Sunday, April 24, 2011

The River War


For those not averse to e-book formats, one of the classic works on the Omdurman Campaign in the Sudan is available for free through the Gutenberg Project at ManyBooks.com.

The River War was an early foray into literature by Winston Churchill, and describes his adventures during Kitchener's successful campaign of reconquest. His description of the railway laid to carry supplies around a wide loop of the Nile is one of the most evocative passages I've read. Recommended!

Friday, April 22, 2011

Battlefields tour




The blog has been quiet for a week because my wife and I took a road trip to visit relatives. This gave us the opportunity to stop off at four Civil War battlefields along the way - Chickamauga, Franklin, Kenesaw Mountain and, shown above, Lookout Mountain.

Following their defeat at Chickamauga in September 1864, the Union army retreated into defences in and around the railroad hub of Chattanooga, Tennessee. The Confederate army under General Braxton Bragg enclosed the town from three sides. The northern area of the town is ringed by mountains which, at the time, had very primitive roads that were often rendered impassable by the unusually wet fall that year.
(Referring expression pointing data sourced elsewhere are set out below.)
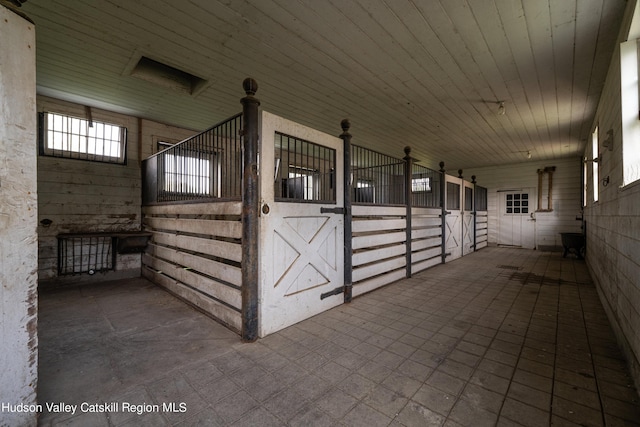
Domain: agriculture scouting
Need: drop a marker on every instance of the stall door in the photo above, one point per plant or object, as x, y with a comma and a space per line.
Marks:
516, 218
453, 218
468, 218
302, 223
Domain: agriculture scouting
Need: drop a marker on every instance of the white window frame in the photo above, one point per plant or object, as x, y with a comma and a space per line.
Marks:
630, 102
595, 169
65, 136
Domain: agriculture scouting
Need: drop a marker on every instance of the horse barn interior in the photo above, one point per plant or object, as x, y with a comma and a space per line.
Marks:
300, 175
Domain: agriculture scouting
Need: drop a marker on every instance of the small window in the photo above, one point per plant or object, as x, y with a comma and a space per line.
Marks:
75, 138
422, 184
517, 203
630, 103
305, 171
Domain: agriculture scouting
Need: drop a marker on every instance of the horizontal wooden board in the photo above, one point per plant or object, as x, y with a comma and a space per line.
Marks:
209, 208
360, 210
218, 270
425, 232
371, 270
377, 282
217, 248
424, 222
366, 257
417, 257
232, 229
226, 315
379, 225
417, 245
425, 264
360, 242
217, 290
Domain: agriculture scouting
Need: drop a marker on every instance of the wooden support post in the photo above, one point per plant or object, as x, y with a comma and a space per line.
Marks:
408, 175
348, 231
475, 213
250, 207
443, 207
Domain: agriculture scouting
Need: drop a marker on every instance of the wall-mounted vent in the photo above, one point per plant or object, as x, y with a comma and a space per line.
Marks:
167, 76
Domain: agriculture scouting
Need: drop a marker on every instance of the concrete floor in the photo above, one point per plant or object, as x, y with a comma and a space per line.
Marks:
500, 337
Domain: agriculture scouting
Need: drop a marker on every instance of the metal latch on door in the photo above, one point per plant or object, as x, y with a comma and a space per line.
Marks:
332, 210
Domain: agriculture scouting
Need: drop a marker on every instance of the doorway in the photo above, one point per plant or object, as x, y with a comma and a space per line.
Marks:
516, 218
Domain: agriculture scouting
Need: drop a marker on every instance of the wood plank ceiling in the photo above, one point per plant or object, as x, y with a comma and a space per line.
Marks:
422, 73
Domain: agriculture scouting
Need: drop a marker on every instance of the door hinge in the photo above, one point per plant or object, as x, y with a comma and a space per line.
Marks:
332, 210
336, 291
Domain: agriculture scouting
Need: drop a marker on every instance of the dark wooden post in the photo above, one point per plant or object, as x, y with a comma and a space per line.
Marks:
250, 207
443, 206
475, 212
408, 175
348, 231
The Union army supply line was further threatened by Confederate cavalry raids.

The photo shows me looking out North-Eastward from one of the Confederate battery positions that were established above the rock palisades that run around the northern face of the mountain. The Tennessee River flows below the height, and just visible above my arm is the line of what was known at the time as the Memphis & Charleston Railroad. The peninsula of land showing just under the gun muzzle is Moccasin Point, site of several Union positions.

The batteries were sited to interdict any supplies and reinforcements moving to the Union army along the river. Confederate artillerymen worked extremely hard to get their ordinance to the mountaintop. Even these days the road switchbacks all the way up the 1,400 feet height, with sheer drops to one side most of the way. Once in position they were able to lob shells onto the Union positions in the town and Moccasin Point, but to little effect, due mainly to the heavy cloud that often rings the summit. We were fortunate in having a nice clear day and could literally see for miles.
 
The photo below is of Moccasin Point itself. The river makes a great loop around the point, and the neck is quite narrow, a matter of a mile or so. On the night of November 23-24, 1864, General Sherman sent a force of infantry in pontoons from the town, the men sailing around the river bend to Brown's Ferry. Here they went ashore on the left bank, capturing or dispersing surprised Confederate pickets. The pontoons were quickly fashioned into a bridge by that consummate engineer General 'Baldy' Smith, and within hours the 'Cracker Line was opened, bringing much needed supplies and reinforcements into the town of Chattanooga. 

Although it seems to practically beg for some kind of military position, the mountain really only possessed limited use as a signalling post and lookout station. It was taken in swift style by General Hooker leading a combined force of Union troops drawn from the Armies of the Cumberland, Tennessee, and the Potomac. General Bragg seems to have been let-down almost continually by his subordinates, including the much-vaunted James Longstreet, but especially by Leonidas Polk, a favorite friend of Jefferson Davis. 

Saturday, April 9, 2011

Sharp Practice thoughts - Cards 3

Some more Sharp Practice cards today. In keeping with the British Empire theme I used photos of Martini-Henry ammunition, a classic bhisti-wallah for the Water card, and a Victorian illustration of a nettle. All my cards are printed on card-stock and kept inside plastic card protectors. Since these have opaque white backs there's no need to print anything on the reverse side of the cards. 

I have a few more cards to create. At the moment I'm thinking of having one of Queen Victoria (Gawd bless 'er!) in place of the Vive l'Empereur card. In the rules the shortest player in the room gets a bonus move as a Big Man when Vive l'Empereur is drawn. In my version, when the Queen's card is drawn, the first player to say Gawd bless 'er! or The Widder of Windsor gets the same bonus.    

Thursday, April 7, 2011

Arab tower

Some months ago my wife pointed out a useful item in our local Michaels hobby store in the shape of a wooden birdhouse. I bought it immediately, seeing the potential for a little augmentation. The basic form of it is shown below. 


Before...

I added the door and arch, all plaster moldings from a Hirst Arts mold, then covered the wood with a layer of diluted PVA and sand to provide a keyed surface. While this dried I added a flagpole receptacle cut from a short length of plastic coffee stirrer glued into place in a front corner.

The whole was covered with a layer of spackle, making sure to cover the flagpole holder. When the spackle was semi-dry I made firing slits in places where the wood had been cut to represent stonework. Once all had dried I painted the model with Craft Smart acrylics, picking out the firing slits in black. I gave the whole tower an ink wash using 8 drops of sepia ink and one of India ink to about two fluid ounces of water to age the appearance and bring out the texture. A dry brush of antique white then plain white followed. A flag based loosely on a Mahdist version completed the model. This can be substituted for any other flag as the tower changes hands.

After. Sub Chief N'kwana helps demonstrate the size.